Wake up and smell the risk

A UK parliamentary report reveals some of the country’s top pension funds remain ‘worryingly complacent’ on climate change issues. They are in danger of being left behind.

Behind the walls of the Palace of Westminster in London, it can feel like things are stuck in the past with some of its archaic customs, not to mention the physical decay of the building and the multi-billion-pound refurbishment required.

Yet, in an act of forward-thinking last Friday, the House of Commons’ Environmental Audit Committee released a report examining the approach to climate change risk of the country’s 25 largest pension funds, made up of both corporate and local authority schemes. The responses were varied but Mary Creagh MP, chair of the committee, had some words of warning for several of them.

“A minority of funds appear worryingly complacent,” she stated. “Pension funds should at least assess the exposure of their assets to the physical, transition and liability risks from climate change that will materialise during savers’ lifetimes.”

In total, four of the pension funds were listed by the committee as “less engaged”, meaning they have not formally considered climate change as a strategic risk. A further nine were described as “engaged”, regarded by the EAC as having identified climate change as a risk but with less evidence of this being implemented in specific investment decisions. Only seven of the schemes have committed to CO2 reporting guidelines drawn up by the Financial Stability Board for investors and managers in the wake of the COP21 Paris Agreement.

Simply put, for pension funds representing more than £520 billion ($689.3 billion; €594 billion) assets under management, this is no longer good enough and the risks, by now, are obvious. There have been warnings about stranded assets for some time, while reputational risks have been a strong driver in climate change adaption by many funds.

There is mitigation for some, as explained by Stuart O’Brien, partner at pension funds-focused law firm Sackers, in that these long-term investors are likely still holding relatively insignificant stakes in such investments. Yet, that doesn’t explain the somewhat indifferent mindset displayed by the schemes’ responses to the EAC, which shows active investment strategies are not accounting for this risk significantly enough.

We’ve heard plenty in recent times regarding the pressure on fund managers to incorporate effective ESG strategies – with climate change at the top of this – or risk losing investment. Indeed, at our European fund managers’ roundtable last year, ESG was described by Nina Dohr-Pawlowitz, chief executive at DC Placement Advisors, as “one of the most relevant issues” for investors choosing a manager. But can it be turned the other way? In an environment in which co-investment is becoming increasingly common, can a manager see the results from the EAC’s report and view an investor with scepticism?

One leading infrastructure fund manager tells us that it’s now imperative an investor is responding to the issue, with it being “part and parcel” of being a long-term investor. “How can you not be thinking about climate change?” the manager asks.

Dohr-Pawlowitz’s comments at last year’s roundtable suggest those UK-based schemes thought to be “complacent” by the EAC are falling behind what is a growing trend.

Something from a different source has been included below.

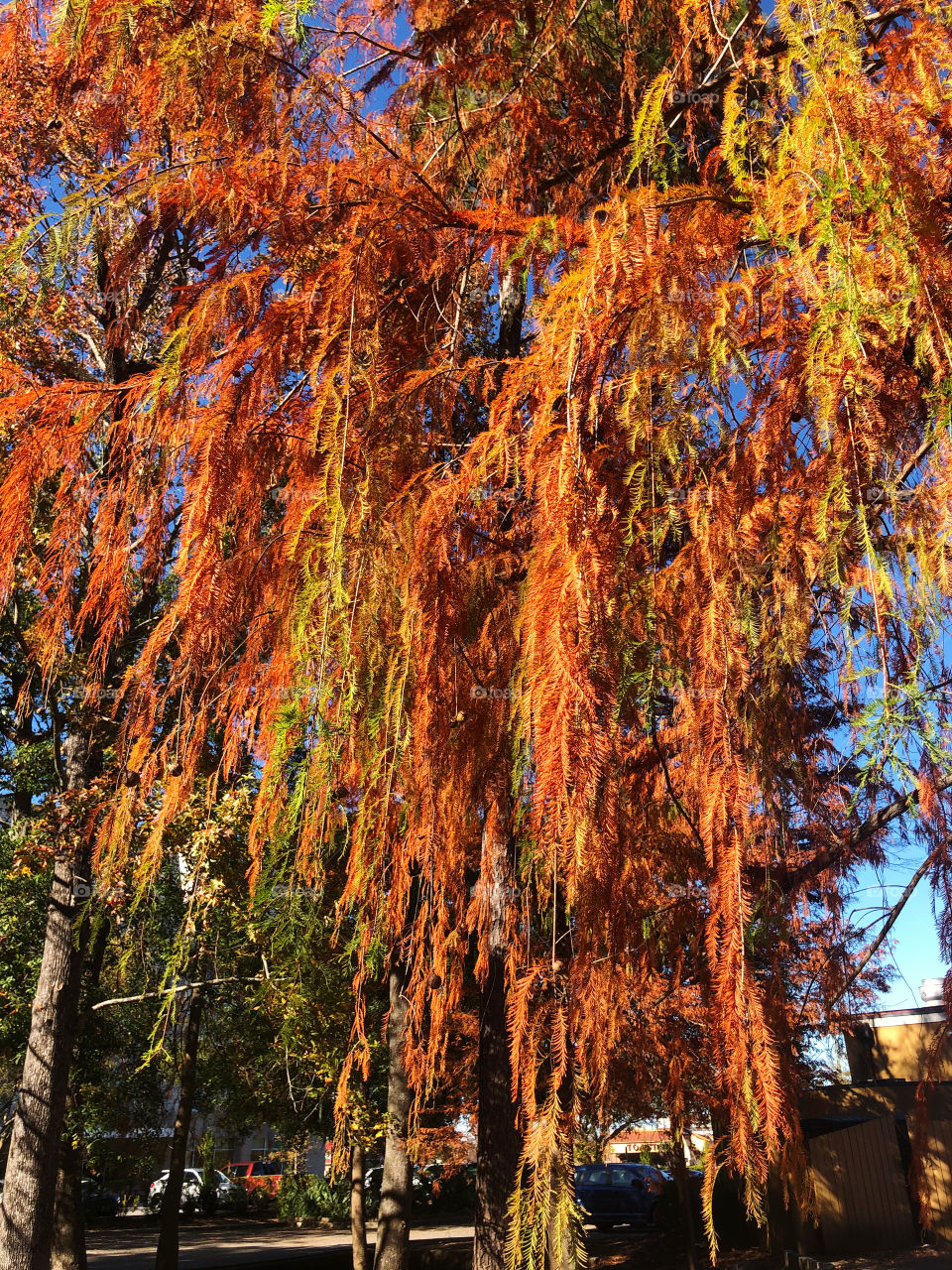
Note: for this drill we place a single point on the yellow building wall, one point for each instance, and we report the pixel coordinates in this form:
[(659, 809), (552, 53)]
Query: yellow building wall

“[ESG is] at the top of the due diligence questions of most European investors. It’s a must-have, especially for the French and Nordic investors,” she said.

Ralph McClelland, a fellow partner to O’Brien at Sackers, responded to the EAC report in agreement, acknowledging such risks have “been climbing up the trustee agenda for some time” and that “it’s going to be hard for pension trustees to ignore these issues for much longer”.

Perhaps a good place for UK pensions to start would be the MPs’ pension fund, which was revealed by the Huffington Post last week to have increased its investments with fossil fuel companies in the past 12 months. In a statement, the scheme said it “was in common with most large, diversified investors”. Therein lies the problem.